[David Abrahams]
This is really interesting. When I was at Dragon (well, actually, after Tim left and it became L&H), I ported my natural language parsing/understanding system from Python to C++ so it could run quickly enough for embedded devices. The core of this system was an associative container, so I knew that its performance would be crucial. I used C++ generics which made it really easy to swap in different associative container implementations, and I tried lots, including the red-black tree containers built into most C++ implementations, and hash tables. My experience was that trying to come up with a hash function that would give a significant speed increases over the tree containers was extremely difficult, because it was really hard to come up with a good hash function.
There's more to a speedy hash implementation than just the hash function, of course.
Furthermore, even if I succeeded, it was like black magic: it was < inconsistent accross my test cases and there was no way to understand why it worked well, and to get a feeling for how it would scale to problems outside those cases.
Python's dictobject.c and .h have extensive comments about how Python's dicts work.

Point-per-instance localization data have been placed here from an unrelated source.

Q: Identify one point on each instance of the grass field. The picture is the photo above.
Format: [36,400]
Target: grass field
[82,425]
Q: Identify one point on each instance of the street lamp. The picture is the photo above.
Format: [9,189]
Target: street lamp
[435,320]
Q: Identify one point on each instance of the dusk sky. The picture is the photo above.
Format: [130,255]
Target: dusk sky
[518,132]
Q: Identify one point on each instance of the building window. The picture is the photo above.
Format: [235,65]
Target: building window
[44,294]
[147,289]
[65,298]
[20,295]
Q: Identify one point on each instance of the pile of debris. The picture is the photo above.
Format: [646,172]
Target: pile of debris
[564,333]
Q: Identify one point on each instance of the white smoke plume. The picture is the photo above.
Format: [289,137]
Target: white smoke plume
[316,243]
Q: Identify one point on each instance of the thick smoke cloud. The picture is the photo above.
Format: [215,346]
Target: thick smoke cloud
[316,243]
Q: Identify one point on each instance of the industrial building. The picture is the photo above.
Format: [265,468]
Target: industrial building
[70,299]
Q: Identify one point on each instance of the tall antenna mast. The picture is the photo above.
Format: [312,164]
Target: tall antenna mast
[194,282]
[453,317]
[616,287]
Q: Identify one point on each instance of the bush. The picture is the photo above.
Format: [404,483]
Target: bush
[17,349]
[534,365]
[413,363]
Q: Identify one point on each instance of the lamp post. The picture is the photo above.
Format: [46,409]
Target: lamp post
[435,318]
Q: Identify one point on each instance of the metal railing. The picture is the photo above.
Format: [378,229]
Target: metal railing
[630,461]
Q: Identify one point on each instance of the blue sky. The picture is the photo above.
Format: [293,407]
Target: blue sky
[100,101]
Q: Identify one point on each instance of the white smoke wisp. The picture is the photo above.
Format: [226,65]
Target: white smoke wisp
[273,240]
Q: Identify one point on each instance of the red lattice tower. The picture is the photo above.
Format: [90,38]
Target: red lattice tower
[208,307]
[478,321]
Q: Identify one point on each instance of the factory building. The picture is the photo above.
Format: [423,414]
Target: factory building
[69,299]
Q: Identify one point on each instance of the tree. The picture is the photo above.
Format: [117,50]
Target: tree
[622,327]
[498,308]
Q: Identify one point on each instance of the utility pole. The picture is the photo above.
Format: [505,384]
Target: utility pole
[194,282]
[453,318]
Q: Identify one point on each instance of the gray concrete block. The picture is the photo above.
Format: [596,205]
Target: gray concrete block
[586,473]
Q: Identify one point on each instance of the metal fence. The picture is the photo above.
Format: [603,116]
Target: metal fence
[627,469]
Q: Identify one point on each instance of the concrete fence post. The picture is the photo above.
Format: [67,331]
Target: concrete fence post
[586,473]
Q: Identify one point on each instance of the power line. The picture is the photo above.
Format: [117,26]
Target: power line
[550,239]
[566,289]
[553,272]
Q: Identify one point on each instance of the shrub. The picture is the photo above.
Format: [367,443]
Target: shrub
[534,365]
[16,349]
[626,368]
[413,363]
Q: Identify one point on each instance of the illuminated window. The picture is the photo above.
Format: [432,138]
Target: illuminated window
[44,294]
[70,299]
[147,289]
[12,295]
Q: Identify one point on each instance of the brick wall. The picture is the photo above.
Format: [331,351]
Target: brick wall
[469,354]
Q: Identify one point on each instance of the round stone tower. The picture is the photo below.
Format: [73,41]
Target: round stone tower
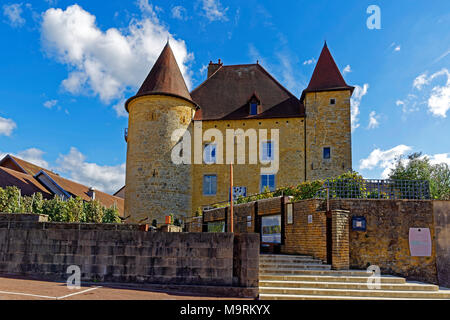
[155,186]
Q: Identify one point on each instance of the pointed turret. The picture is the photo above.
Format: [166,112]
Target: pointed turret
[326,75]
[165,78]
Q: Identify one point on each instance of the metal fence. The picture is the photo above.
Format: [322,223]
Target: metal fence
[375,189]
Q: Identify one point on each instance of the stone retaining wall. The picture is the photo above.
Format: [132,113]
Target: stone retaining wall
[124,254]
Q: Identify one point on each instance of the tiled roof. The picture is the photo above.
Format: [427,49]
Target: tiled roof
[25,182]
[164,78]
[226,93]
[326,75]
[73,188]
[79,190]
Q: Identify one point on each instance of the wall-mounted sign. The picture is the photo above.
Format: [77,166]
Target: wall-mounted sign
[420,242]
[290,215]
[359,224]
[239,192]
[218,226]
[249,221]
[271,229]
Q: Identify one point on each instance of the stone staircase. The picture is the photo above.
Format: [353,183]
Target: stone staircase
[284,277]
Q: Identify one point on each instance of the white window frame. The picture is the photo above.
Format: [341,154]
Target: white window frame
[323,154]
[209,194]
[261,187]
[264,152]
[208,157]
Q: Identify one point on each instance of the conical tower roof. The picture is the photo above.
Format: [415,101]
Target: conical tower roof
[326,75]
[165,78]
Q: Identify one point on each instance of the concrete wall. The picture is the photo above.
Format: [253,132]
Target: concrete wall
[128,255]
[386,241]
[442,222]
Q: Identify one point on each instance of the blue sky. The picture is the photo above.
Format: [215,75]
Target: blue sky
[67,68]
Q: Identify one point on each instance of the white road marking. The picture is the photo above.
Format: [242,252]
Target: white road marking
[77,293]
[27,294]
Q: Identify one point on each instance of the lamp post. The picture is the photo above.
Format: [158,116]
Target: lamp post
[231,199]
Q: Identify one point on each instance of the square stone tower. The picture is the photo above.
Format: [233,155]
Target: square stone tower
[328,144]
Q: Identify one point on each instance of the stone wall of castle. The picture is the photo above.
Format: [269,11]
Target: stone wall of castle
[291,170]
[328,126]
[156,187]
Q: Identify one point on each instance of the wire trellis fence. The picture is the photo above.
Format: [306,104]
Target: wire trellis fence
[375,189]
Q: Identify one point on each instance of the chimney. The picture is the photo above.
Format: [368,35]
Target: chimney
[91,193]
[213,67]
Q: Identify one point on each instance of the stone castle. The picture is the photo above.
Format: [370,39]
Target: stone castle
[314,134]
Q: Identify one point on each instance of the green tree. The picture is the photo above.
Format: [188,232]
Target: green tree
[93,211]
[55,209]
[418,167]
[13,200]
[111,215]
[74,210]
[38,202]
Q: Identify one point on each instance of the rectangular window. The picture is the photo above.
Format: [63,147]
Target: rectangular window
[253,109]
[267,151]
[267,180]
[271,229]
[210,185]
[209,155]
[327,153]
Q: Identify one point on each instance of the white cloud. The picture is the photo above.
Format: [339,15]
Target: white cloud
[13,13]
[105,178]
[148,9]
[439,96]
[108,63]
[203,69]
[420,81]
[373,120]
[358,94]
[50,103]
[347,69]
[179,12]
[440,158]
[34,156]
[119,107]
[383,159]
[310,61]
[214,11]
[7,126]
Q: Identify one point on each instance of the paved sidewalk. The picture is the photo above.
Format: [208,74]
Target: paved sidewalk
[18,288]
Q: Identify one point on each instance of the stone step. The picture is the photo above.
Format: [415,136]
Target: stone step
[285,258]
[293,265]
[267,255]
[354,279]
[355,293]
[348,285]
[308,297]
[319,272]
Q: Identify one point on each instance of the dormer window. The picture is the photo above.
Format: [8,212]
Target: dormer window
[253,109]
[254,105]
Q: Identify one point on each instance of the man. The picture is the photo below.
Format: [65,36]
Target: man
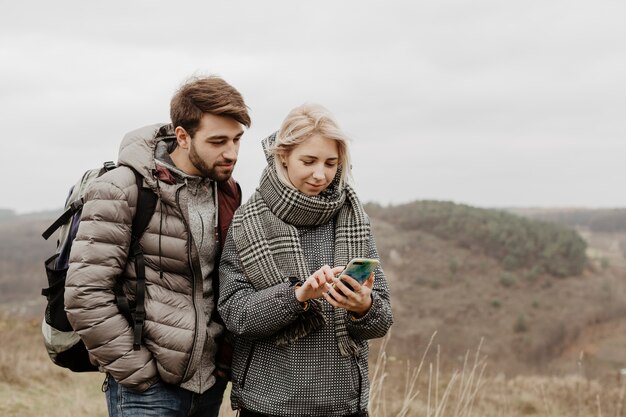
[188,164]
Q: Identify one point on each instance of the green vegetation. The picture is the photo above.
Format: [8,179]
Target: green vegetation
[516,242]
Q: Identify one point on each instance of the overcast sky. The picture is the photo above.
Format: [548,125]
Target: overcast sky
[488,103]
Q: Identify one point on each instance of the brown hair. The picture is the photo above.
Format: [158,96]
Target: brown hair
[200,95]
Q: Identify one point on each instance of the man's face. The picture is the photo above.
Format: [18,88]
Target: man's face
[213,149]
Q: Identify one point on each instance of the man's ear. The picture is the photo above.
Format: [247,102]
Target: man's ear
[182,137]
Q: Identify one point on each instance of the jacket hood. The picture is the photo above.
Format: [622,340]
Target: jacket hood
[137,149]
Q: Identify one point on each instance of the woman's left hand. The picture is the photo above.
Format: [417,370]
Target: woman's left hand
[358,300]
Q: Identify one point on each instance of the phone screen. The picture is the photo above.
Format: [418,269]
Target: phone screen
[359,269]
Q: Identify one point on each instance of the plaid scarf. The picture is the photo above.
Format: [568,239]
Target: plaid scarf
[268,243]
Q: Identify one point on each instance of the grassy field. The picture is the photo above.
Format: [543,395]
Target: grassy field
[30,385]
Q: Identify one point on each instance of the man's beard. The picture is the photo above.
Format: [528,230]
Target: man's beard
[205,170]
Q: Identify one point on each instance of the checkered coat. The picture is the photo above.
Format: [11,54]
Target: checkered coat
[310,376]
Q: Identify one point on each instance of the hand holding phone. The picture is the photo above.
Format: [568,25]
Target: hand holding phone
[359,269]
[342,295]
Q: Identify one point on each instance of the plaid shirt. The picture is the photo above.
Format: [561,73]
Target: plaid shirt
[309,377]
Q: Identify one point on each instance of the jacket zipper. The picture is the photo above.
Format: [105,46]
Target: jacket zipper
[245,370]
[193,286]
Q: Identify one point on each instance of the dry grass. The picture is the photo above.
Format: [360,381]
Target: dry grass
[30,385]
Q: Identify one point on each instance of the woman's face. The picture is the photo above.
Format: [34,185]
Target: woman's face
[312,165]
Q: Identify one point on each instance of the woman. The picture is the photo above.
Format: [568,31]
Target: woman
[300,343]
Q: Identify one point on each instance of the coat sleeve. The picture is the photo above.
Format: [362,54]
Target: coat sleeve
[98,257]
[246,311]
[377,321]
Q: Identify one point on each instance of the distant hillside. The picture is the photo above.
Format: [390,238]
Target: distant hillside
[597,220]
[467,273]
[515,242]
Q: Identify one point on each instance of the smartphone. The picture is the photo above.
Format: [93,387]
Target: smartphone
[359,269]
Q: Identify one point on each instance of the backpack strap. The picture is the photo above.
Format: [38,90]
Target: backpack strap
[146,205]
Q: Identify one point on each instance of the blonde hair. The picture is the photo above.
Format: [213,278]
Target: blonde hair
[302,122]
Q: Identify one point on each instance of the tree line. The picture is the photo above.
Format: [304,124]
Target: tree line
[516,242]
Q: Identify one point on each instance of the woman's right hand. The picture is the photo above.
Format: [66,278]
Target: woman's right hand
[315,285]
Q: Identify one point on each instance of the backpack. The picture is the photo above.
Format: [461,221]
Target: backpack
[63,344]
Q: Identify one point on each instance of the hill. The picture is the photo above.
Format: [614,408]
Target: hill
[468,273]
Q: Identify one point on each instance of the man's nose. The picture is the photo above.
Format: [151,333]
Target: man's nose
[231,151]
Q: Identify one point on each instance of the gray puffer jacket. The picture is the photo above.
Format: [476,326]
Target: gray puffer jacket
[175,329]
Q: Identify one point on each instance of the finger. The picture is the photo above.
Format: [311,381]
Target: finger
[347,279]
[331,300]
[337,270]
[335,292]
[328,273]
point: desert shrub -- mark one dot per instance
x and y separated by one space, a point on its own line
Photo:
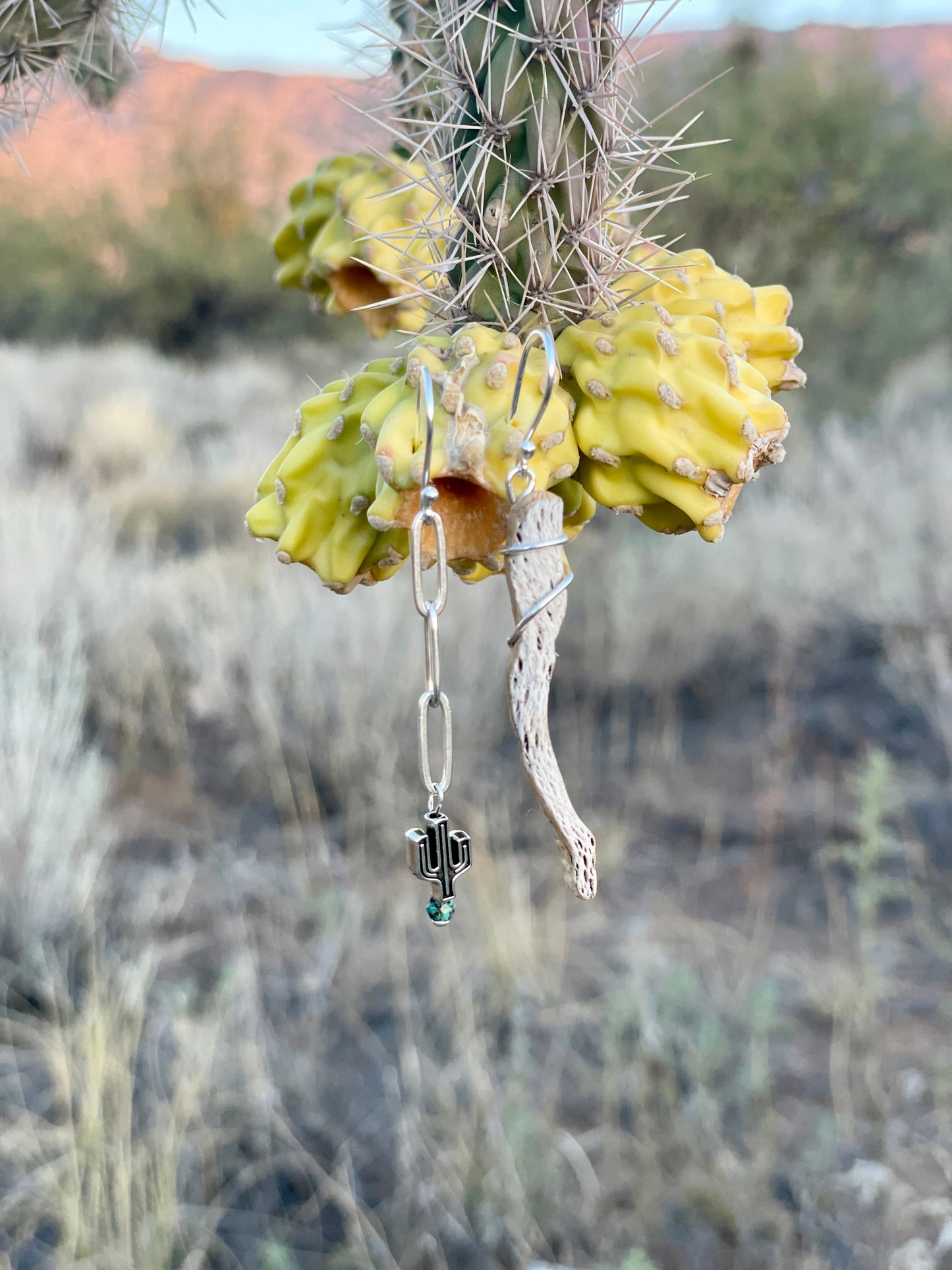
834 183
193 272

Their behavior isn't mysterious, at least not after 10 years of thinking about it <0.9 wink>. Python's dicts also use tricks that I've never seen in print -- many people have contributed clever tricks.
I ended up hand-coding a two-level scheme based on binary searches in contiguous arrays which blew away anything I'd been able to do with a hash table. My conclusion was that for general-purpose use, the red- black tree was pretty good, despite its relatively high memory overhead of 3 pointers per node:
The example I posted built a mapping with a million entries. A red-black tree of that size needs to chase between 20 and 40 pointers to determine membership. By sheer instruction count alone, that's way more instructions than the Python dict usually has to do, although it's comparable to the number the BTree had to do. The BTree probably has better cache behavior than a red-black tree; for example, all the keys in the million-element example were on the third level, and a query required exactly two pointer-chases to get to the right leaf bucket. All the rest is binary search on 60-120 element contiguous vectors (in fact, sounds a lot like your custom "two-level scheme")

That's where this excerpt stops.